The panel will be moderated by Dana Howard, a member of the Ohio State Center for Bioethics and an instructor in the Center for Bioethics at the College of Medicine. Here, Howard offers some insight into conscientious objection in medicine and the ethical considerations that will be discussed at the event.

What is conscientious objection in medicine?

Conscientious objection in medicine is the idea that physicians, nurses and health institutions can refuse treatment on the basis of their deeply held religious or moral values. There’s a long history of legislation that protects conscientious objection for practitioners. The Church Amendment was enacted in the 1970s, which was bipartisan legislation that basically confirmed that federally funded physicians, nurses and hospitals were allowed to refuse to perform abortions and sterilizations.

How has conscientious objection evolved since then?

Conscientious objection came to the forefront again in the 1990s, and there was a lot of debate. President George W. Bush’s administration ended up expanding protections offered by the Church Amendment, and then President Obama rolled some back, namely by not allowing healthcare practitioners to discriminate on the basis of gender and sexuality. Now, the Trump administration is putting protections back in place, and the Office for Civil Rights at the U.S. Department of Health and Human Services just recently announced that it will enforce existing statutory conscience protections for Americans involved in HHS-funded programs, which protects practitioners from participating in procedures that may violate their moral and religious beliefs, including abortion, sterilization or physician-assisted suicide.

What is the argument in favor of conscientious objection in medicine?
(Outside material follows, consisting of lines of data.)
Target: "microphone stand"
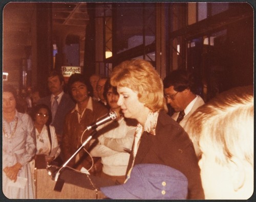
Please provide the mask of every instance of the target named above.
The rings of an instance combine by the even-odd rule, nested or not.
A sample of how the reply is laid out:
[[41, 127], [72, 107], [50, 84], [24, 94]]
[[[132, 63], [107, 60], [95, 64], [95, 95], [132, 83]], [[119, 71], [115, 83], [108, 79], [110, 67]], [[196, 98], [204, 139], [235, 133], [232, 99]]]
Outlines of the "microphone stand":
[[[84, 131], [85, 132], [85, 131]], [[67, 161], [64, 163], [60, 168], [58, 170], [58, 172], [57, 172], [57, 173], [55, 175], [55, 176], [54, 178], [54, 180], [55, 181], [57, 182], [58, 180], [58, 179], [59, 178], [59, 176], [60, 174], [60, 171], [63, 170], [63, 169], [67, 166], [67, 165], [71, 161], [71, 160], [76, 156], [77, 153], [80, 152], [80, 150], [92, 138], [93, 136], [95, 135], [97, 133], [97, 130], [96, 129], [93, 129], [92, 131], [92, 133], [91, 133], [90, 135], [87, 138], [87, 139], [82, 143], [81, 145], [79, 147], [77, 150], [71, 156]]]

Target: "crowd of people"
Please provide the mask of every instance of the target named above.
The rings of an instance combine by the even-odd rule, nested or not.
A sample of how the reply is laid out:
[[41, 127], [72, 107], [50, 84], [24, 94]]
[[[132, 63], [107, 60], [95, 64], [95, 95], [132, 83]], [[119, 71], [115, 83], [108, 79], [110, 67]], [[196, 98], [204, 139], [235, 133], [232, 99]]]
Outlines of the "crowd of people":
[[106, 197], [248, 199], [252, 194], [252, 86], [230, 89], [205, 103], [191, 72], [174, 70], [162, 80], [141, 59], [121, 63], [109, 78], [93, 74], [87, 80], [74, 73], [65, 84], [53, 71], [47, 82], [50, 95], [41, 97], [32, 88], [23, 103], [13, 86], [4, 84], [3, 190], [8, 198], [34, 198], [36, 155], [61, 166], [95, 132], [87, 127], [111, 111], [116, 119], [99, 126], [68, 164], [116, 183], [101, 188]]

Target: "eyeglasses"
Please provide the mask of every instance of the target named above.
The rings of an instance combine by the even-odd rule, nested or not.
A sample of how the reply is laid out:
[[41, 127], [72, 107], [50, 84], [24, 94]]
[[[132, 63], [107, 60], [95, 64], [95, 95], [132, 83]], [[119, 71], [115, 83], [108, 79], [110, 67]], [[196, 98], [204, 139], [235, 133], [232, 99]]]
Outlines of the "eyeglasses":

For the proponents of conscientious objection, the main pillars are that freedom of religion is an important and protected right in the U.S., and it is something our country deeply values. The idea here is that people shouldn’t have to make a decision between doing their job and doing what they morally think is the right thing to do.

What’s an argument against?

One of the interesting contrasts our panelist Ronit Stahl draws is between protected conscientious objection in the military compared to in medicine. In the military setting, individuals are objecting to state-mandated conscription, whereas in the medical setting, it’s objection to treating patients — except you’ve voluntarily entered into a profession that has specific norms. She thinks there’s an important difference between objecting to something the state is mandating you to do versus something you’ve signed on to do — especially when that profession has a specific norm that clinicians have a duty to provide the standard of care to their patients.

Why is this debate so contentious?

This debate gets to the heart of what clinicians owe their patients, but it also gets to how we deal with religious pluralism in the U.S. There’s always going to be a really difficult balance between protecting people’s religious rights and their rights of conscience against protecting people’s right not to be discriminated against. Both of these are very important civil liberties at the heart of American identity, and this case is one where people’s valid claims on both sides come to a head against each other.

Why is this forum an appropriate venue to explore this debate?

This is a timely issue, and it’s a really difficult one that can get really contentious, and people can talk past each other. What’s great about these experts is that they have deeply held convictions, but they also have educated views. We can do more than talk past each other; we can also be disagreeing in a civil way. COMPAS events are bringing people with these disparate views or perspectives together into a civil conversation.

The conversation will begin on Feb. 26 at 3:30 p.m. in Thompson Library, room 165.